Every year we rank the states on their economic competitiveness in a report called "Rich States, Poor States" for the American Legislative Exchange Council. This ranking uses 15 fiscal, tax and regulatory variables to determine which states have policies that are most conducive to prosperity. Two of these 15 policies have consistently stood out as the most important in predicting where jobs will be created and incomes will rise. First, states with no income tax generally outperform high income tax states. Second, states that have right-to-work laws grow faster than states with forced unionism.

As of today there are 22 right-to-work states and 28 union-shop states. Over the past decade (2000-09) the right-to-work states grew faster in nearly every respect than their union-shop counterparts: 54.6% versus 41.1% in gross state product, 53.3% versus 40.6% in personal income, 11.9% versus 6.1% in population, and 4.1% versus -0.6% in payrolls.

For years, unions argued that right-to-work laws were bad for workers and for the states that passed them. But with the NLRB complaint, they’ve essentially thrown in the towel. If forced unionism is better for the economy of a state, why would the NLRB need to intervene to keep Boeing from leaving Washington? Why aren’t businesses and workers moving operations to heavily unionized places like Michigan, New York, Ohio and Pennsylvania and fleeing states like Georgia, Tennessee, South Carolina and Texas?

In reality, the stampede of businesses from forced-union states like Washington has accelerated in recent years. A 2010 study in the Cato Journal by economist Richard Vedder of Ohio University found that between 2000 and 2008 4.8 million Americans moved from forced-union states to right-to-work states. That’s one person every minute of every day.

Right-to-work states are also getting richer over time. Prof. Vedder found a 23% higher per capita income growth rate in right-to-work states than in forced-union states, which over the period 1977-2007 amounted to a $2,760 larger increase in per-person income in those states. That’s a giant differential.

So now the unions concede that this migration is indeed happening, but they say that it is unhealthy and undesirable because workers in right-to-work states are paid less and get worse benefits than the workers in union states. Actually, when adjusting for the cost of living in each state and the fact that right-to-work states were poorer to begin with, a 2003 study in the Journal of Labor Research by University of Oklahoma economist Robert Reed found that wages rose faster in states that don’t require union membership.

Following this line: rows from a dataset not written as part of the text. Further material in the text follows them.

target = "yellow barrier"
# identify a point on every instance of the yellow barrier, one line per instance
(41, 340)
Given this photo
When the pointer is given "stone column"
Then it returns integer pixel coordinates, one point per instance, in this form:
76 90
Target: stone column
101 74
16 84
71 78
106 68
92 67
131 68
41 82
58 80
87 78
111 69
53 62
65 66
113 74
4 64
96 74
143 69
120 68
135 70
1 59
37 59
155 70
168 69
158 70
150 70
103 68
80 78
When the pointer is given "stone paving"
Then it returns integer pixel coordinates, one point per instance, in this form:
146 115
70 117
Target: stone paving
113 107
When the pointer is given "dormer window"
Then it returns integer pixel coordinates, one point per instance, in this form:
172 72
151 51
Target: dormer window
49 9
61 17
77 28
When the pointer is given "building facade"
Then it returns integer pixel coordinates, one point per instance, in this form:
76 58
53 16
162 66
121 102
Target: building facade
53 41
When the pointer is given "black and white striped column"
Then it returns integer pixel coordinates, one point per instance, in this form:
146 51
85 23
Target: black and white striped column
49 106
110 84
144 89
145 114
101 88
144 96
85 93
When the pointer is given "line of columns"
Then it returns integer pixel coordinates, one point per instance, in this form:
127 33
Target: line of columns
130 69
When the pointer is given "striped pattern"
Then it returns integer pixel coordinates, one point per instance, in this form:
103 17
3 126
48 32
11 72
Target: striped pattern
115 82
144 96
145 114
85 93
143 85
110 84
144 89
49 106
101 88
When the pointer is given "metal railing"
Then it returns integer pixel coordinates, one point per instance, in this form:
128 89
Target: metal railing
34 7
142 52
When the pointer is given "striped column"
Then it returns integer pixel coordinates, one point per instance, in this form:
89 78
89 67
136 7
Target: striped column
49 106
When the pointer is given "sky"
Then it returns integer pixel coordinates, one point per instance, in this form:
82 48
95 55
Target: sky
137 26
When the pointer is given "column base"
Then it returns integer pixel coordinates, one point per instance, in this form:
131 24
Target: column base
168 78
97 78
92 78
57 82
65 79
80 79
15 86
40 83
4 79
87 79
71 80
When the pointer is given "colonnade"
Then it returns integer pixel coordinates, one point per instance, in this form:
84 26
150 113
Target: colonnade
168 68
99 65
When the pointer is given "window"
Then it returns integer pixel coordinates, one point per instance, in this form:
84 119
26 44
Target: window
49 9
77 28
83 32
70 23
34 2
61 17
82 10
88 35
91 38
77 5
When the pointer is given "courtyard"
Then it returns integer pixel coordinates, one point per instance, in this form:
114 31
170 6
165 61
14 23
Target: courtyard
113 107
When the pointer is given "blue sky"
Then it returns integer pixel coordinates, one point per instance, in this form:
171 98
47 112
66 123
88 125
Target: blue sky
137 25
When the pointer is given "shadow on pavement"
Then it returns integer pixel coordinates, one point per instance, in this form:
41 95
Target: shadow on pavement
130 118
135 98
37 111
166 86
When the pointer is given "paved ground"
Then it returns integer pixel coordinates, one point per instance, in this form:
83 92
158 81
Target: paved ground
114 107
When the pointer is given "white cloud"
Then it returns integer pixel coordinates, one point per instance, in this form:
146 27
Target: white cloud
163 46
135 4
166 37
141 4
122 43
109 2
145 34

Employers that move away from forced-union states mainly do so not to scale back wages and salaries—although sometimes that happens—but to avoid having to deal with intrusive union rules, the threat of costly work stoppages, lawsuits, worker paychecks going to union fat cats, and so on.
 

5 thoughts on “Laffer: Right-to-Work a Beneficial Economic Tool for States

  1. Great analysis from Laffer. In answering a question at today’s luncheon, his straightforward response included: “No matter how you slice it or dice it, state prosperity and forced unionism don’t go together.”

  2. What were the results of the Chamber’s poll on the question of RTW that ran through yesterday? Last time I looked it was 80% against RTW and 20% for it.

  3. Why do you people hate the middle class so much? Do you not realize that the middle class exsists because of the Unions? When you are through busting up all the unions and the corporations no longer have to fear the voice of the working man, the middle class will disappear. The only people that benefit from right to work (for less)are the big companies.